Mr Khan said he was in favour of marking the athletes' successes but needed to talk to the government to find "the best way".
Meanwhile, there have been several calls for the parade to be held outside the capital.
Former Olympics Minister Tessa Jowell told the BBC's Victoria Derbyshire programme: "We don't necessarily want to insist that every moment of national celebration is held in London.
"What about Birmingham? What about Manchester? Hull will be the city of culture."
Former Labour Sports Minister Richard Caborn told the Daily Mail: "It should not just be another big event in London for the tourists - why shouldn't it be in Sheffield, or in Leeds?"

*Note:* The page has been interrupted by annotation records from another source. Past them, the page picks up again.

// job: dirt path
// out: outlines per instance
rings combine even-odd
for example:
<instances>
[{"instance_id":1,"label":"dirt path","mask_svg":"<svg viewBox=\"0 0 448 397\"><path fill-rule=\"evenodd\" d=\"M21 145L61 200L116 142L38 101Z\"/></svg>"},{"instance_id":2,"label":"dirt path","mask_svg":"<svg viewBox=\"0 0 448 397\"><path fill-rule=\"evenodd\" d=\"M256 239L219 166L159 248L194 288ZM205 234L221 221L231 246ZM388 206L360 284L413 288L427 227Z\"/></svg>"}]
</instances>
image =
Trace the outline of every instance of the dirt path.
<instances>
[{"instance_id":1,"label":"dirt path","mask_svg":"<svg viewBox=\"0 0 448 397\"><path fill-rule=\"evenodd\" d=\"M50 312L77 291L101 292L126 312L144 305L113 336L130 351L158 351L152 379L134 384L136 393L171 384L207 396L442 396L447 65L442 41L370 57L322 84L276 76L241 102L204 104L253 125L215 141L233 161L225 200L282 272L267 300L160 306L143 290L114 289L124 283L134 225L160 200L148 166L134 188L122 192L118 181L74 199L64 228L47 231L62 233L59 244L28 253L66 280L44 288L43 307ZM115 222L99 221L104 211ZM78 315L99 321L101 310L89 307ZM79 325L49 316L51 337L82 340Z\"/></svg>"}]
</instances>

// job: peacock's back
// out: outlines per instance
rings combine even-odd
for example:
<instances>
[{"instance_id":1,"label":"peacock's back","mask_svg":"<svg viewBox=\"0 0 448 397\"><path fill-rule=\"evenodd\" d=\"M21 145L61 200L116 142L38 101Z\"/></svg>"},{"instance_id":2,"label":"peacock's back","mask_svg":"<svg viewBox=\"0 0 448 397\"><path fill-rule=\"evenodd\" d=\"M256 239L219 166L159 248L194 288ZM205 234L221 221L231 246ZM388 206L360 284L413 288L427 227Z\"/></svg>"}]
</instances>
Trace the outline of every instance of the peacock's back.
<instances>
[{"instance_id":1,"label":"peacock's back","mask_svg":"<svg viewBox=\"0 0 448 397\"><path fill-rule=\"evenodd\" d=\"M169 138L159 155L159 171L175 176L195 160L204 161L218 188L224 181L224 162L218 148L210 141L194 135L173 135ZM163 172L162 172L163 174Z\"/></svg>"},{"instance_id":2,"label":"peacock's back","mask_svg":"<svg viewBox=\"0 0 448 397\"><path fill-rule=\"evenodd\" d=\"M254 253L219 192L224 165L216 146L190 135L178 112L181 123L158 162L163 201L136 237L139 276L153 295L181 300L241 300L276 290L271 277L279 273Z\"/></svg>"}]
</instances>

Why is Manchester keen to host the parade?
The northern city is certainly basking in a golden glow from Rio.
- The training centre for Team GB's track cycling athletes, who have brought home 11 Olympic medals, is based in Manchester with many of the team living nearby, including Sir Bradley Wiggins.
- Jason Kenny, now one of Britain's most decorated Olympians, hails from Bolton in Greater Manchester while team pursuit gold-medalist Steve Burke comes from nearby Colne in Lancashire.
- Taekwondo star Jade Jones, originally from Flint in north Wales, now lives and trains in Manchester.
- Rower Matt Langridge, who won gold in Rio with the men's eight, was born in Crewe and grew up in Northwich, Cheshire.
- A number of athletes also bringing home medals live over the border in Yorkshire. The Brownlee brothers, diver Jack Laugher and cyclist Ed Clancy are all proud Yorkshiremen.
A Downing Street spokesman said the government would set out its plans for a celebration in due course.
"We want to make sure that the fantastic achievements of our Olympic heroes are properly recognised and we are working on plans to celebrate their success," he said.
London has hosted victory parades for returning Olympic and Paralympic athletes since the 2004 Athens Games.
Smaller parades are expected to be held for individual athletes in their home towns.
The town council in Stone, Staffordshire, has said it will hold a parade for K1 slalom gold medallist Joe Clarke, 23, who will be hoisted aloft in his kayak on 29 August.
The vast majority of Team GB's Olympic athletes are due to return to the UK next week, arriving at Heathrow on Tuesday.
The team is currently ranked second in the Rio 2016 medals table, with 56 in total - including 22 gold.
ITV is planning on switching off all seven of its channels for an hour to encourage people to take part in sport following Team GB's Olympics success.
It will stop broadcasting from 09:30 on 27 August as part of the I Am Team GB campaign.